The irony is Butler might be the last guy on the Cubs you would think has a short fuse. Usually there’s a smile on his face, but underneath it all, he has struggled to maintain control.

“He would get in trouble for doing stupid stuff,” Eddie’s dad, Tim Butler, said via a phone interview. “But he would give everything up just to go to baseball. We took everything else away from him. He lost his TV in his room. He would have to go to bed right after dinner and no friends. But he got to go to practice.”

Eddie summed it up: “I used to hold things in, hold things in, then explode.”

A day in middle school provided quite the scene.

“I got angry and yelled at a girl in the middle of class and got suspended,” Butler said. “That’s when my parents sat me down and said, ‘Look, you need to get this under control.’ It was either losing baseball or stop hanging out with friends and no TV and stuff. I chose baseball.”

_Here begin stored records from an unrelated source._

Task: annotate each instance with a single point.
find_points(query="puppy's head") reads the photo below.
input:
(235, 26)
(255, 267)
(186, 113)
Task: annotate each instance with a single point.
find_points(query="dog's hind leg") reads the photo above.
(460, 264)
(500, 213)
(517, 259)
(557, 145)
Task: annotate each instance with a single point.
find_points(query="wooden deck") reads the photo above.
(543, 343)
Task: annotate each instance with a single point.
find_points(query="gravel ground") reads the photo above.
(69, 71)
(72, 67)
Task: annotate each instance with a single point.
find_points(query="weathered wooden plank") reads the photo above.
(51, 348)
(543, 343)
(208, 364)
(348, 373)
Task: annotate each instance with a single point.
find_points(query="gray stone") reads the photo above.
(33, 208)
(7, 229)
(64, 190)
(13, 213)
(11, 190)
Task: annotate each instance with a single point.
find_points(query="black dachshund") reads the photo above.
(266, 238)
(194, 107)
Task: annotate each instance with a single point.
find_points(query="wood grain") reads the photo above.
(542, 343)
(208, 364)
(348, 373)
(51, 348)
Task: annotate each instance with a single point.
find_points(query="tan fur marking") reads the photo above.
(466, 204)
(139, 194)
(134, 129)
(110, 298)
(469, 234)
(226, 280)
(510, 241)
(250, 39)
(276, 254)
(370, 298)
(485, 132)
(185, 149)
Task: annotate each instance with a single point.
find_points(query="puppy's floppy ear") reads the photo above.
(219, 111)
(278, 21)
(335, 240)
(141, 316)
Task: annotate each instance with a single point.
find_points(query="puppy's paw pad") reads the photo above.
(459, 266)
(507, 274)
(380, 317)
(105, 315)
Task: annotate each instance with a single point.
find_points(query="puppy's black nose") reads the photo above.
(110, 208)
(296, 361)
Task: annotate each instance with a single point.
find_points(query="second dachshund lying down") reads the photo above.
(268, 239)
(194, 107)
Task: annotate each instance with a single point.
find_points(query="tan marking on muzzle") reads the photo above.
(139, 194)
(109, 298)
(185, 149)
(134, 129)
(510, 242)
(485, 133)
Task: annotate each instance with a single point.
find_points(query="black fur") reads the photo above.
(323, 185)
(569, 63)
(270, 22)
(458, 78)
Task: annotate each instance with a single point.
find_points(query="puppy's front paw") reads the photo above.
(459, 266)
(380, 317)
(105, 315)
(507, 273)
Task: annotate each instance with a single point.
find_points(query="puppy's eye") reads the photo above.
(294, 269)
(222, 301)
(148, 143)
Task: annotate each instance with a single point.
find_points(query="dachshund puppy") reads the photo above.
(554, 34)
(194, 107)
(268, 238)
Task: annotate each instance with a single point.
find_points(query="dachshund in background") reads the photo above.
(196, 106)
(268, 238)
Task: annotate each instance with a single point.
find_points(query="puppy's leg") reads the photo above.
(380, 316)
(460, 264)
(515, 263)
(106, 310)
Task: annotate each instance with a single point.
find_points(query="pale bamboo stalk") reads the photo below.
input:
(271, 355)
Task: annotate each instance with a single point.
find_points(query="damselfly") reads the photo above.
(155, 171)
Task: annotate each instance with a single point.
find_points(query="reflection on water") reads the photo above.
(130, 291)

It was a good choice, as Butler was eventually drafted in the first round by Colorado after attending Radford University. Before spring training in 2017, he was traded to the Cubs for James Farris, who has since retired.

Baseball should have been his release. Instead, it only fueled his anger, especially when things didn’t go his way. Fortunately, the thrown bats, kicked gloves and punched water coolers never resulted in real harm -- for himself or his teammates.

“You would see him do that stuff,wholesale nfl jerseys but I think it was just a maturing thing,” said teammate Tyler Chatwood, who played with Butler in the Rockies system. “He was pretty young, getting called up. He’s been able to mature.”